03. Pengin Resign

4K 463 43
                                    

Besar tanpa seorang ayah membuat Dena asing dengan yang namanya laki-laki. Sejak kecil, Dena dirawat oleh pengasuh wanita yang tinggal di rumahnya hingga ia kelas 5 SD. Sedangkan Cintya Arabella, mamanya, sibuk bekerja. Berprofesi sebagai model sejak usia muda yang merambat sebagai pemain fim, tidak jarang Dena melihat wajah mamanya berlalu-lalang di layar kaca. Awalnya Dena begitu bangga memamerkan dirinya sebagai seorang anak Cintya Arabella, seorang artis papan atas yang dipuja karena kecantikannya. Namun, seiring berjalannya waktu, tepatnya saat usia Dena mulai beranjak dan ia sedikit banyak mulai paham kehidupan, Dena malah ingin menyembunyikan fakta bahwa ia seorang putri Cintya.

Bukan Dena tidak menyukai mamanya. Justru Dena sangat sayang dengan Cintya, wanita tangguh yang membiayai hidupnya sendiri beserta seorang anak perempuan tanpa kurang satu apa pun. Namun, menjadi figur publik ternyata tidak mudah. Semakin Dena besar, semakin ia paham bahwa banyak alasan mamanya muncul di televisi. Sayangnya, tidak selalu beralasan baik, terkadang berita miring menjadi topiknya.

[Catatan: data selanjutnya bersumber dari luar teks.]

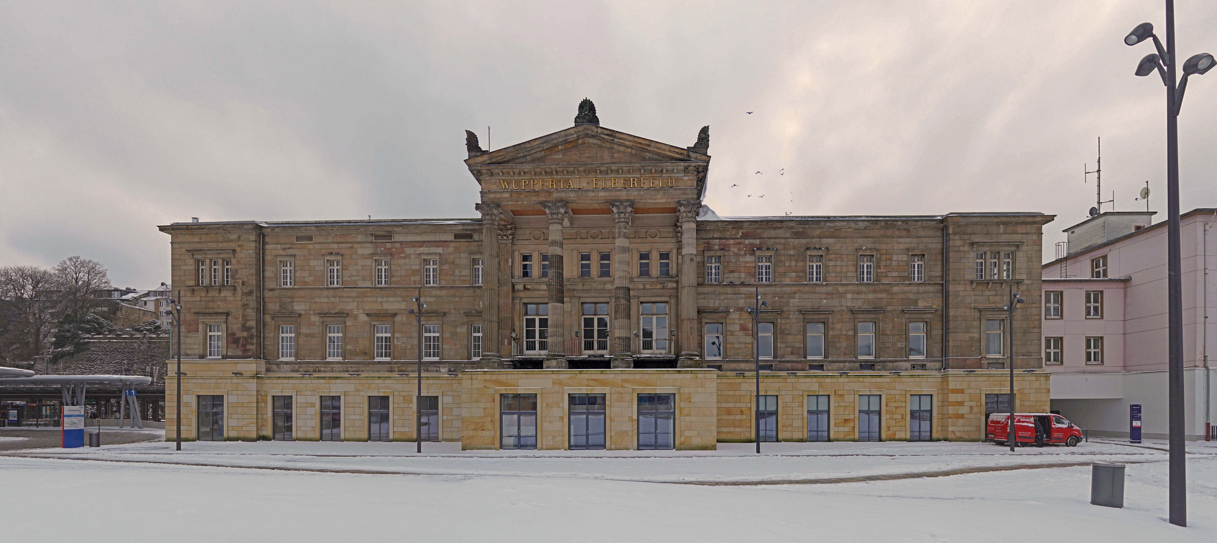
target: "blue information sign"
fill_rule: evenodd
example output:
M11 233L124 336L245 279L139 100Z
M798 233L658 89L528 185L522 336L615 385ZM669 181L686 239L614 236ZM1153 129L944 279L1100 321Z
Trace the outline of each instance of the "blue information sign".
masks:
M1128 442L1140 443L1140 404L1128 405Z

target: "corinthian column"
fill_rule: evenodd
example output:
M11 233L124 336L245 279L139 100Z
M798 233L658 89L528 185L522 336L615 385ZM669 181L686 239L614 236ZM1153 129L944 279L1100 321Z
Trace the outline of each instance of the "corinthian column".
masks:
M475 203L482 213L482 358L477 369L499 369L499 222L497 203Z
M542 202L549 219L549 352L545 369L566 369L566 281L562 274L562 223L566 202Z
M612 256L612 363L610 368L633 368L629 335L629 223L634 202L608 202L616 225Z
M680 360L677 368L701 368L697 341L697 213L701 201L677 201L677 229L680 230Z

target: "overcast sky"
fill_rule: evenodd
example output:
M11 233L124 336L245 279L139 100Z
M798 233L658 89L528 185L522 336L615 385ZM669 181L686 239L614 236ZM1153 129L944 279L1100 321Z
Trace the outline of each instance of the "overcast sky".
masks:
M1212 1L1176 10L1179 55L1217 54ZM1104 200L1144 209L1149 180L1165 218L1165 93L1133 77L1154 47L1121 41L1163 17L1150 0L4 1L0 265L80 254L153 287L156 226L190 217L477 217L464 130L504 147L572 125L584 96L601 125L673 145L710 124L722 215L1037 211L1058 215L1050 259L1094 205L1098 136ZM1184 211L1217 206L1215 136L1217 75L1198 77Z

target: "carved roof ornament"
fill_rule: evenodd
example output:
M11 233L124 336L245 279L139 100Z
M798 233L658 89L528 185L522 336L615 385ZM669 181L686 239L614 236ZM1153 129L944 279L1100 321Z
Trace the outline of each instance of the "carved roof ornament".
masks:
M596 117L596 105L588 99L579 102L579 114L574 116L574 124L584 123L600 125L600 117Z
M478 155L486 155L486 151L483 151L482 146L477 142L477 134L473 134L470 130L465 130L465 151L469 151L470 158Z
M701 200L677 200L677 224L697 220L700 213Z
M697 133L697 142L692 144L692 147L688 149L702 155L706 155L710 151L710 124L701 127L701 131Z
M612 209L612 219L617 224L629 225L629 222L634 218L634 202L608 202L608 207Z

Teman-teman sekelas yang semula dekat dengannya, kini bersikap sesuai berita sang mama. Jika berita miring, Dena akan diolok-olok. Jika baik, mereka juga baik pada Dena. Awalnya Dena tidak begitu memahami arti dari kata 'teman', sampai akhirnya ia paham, Dena memilih menjaga jarak pada siapa pun––yang tidak tulus berteman dengannya. Syukurnya, masih ada segelintir orang yang tidak peduli siapa mama Dena, melainkan berteman karena sifat Dena.

Kehidupan Dena kecil kesepian. Tidak punya saudara dan mama yang selalu sibuk. Berteman dengan pengasuh yang hanya peduli dengan kesediaan makanan di meja dan kebersihan rumah tidak membuat Dena merasa mempunyai teman, sampai akhirnya rumah kosong di sampingnya terisi. Ia punya tetangga baru.

Kala itu Dena masih berusia sembilan tahun, kelas 3 SD. Rumah yang hanya dipisahkan dengan pagar besi jarang-jarang membuatnya mudah mengintip keadaan halaman hingga teras rumah sebelah. Keadaan rumah itu yang berisik sangat kontras dengan rumah Dena yang sepi. Terkadang ia iri dengan kehidupan tetangga barunya itu.

"Kamu mau?" Dena tertegun dengan pertanyaan itu kala ia sibuk menempelkan wajah di pagar pembatas halaman rumah mereka. Dena mundur, merasa malu dan takut bersamaan. Tidak punya saudara, besar tanpa mengenal siapa ayahnya, Dena asing dengan sosok laki-laki.

Dena menggeleng kaku, tetapi pada langkah mundur ketiga ia berhenti. Sepasang mata lebarnya masih tertuju pada enam orang yang asyik mengobrol di teras rumah itu––kini berhenti karena memperhatikan Dena.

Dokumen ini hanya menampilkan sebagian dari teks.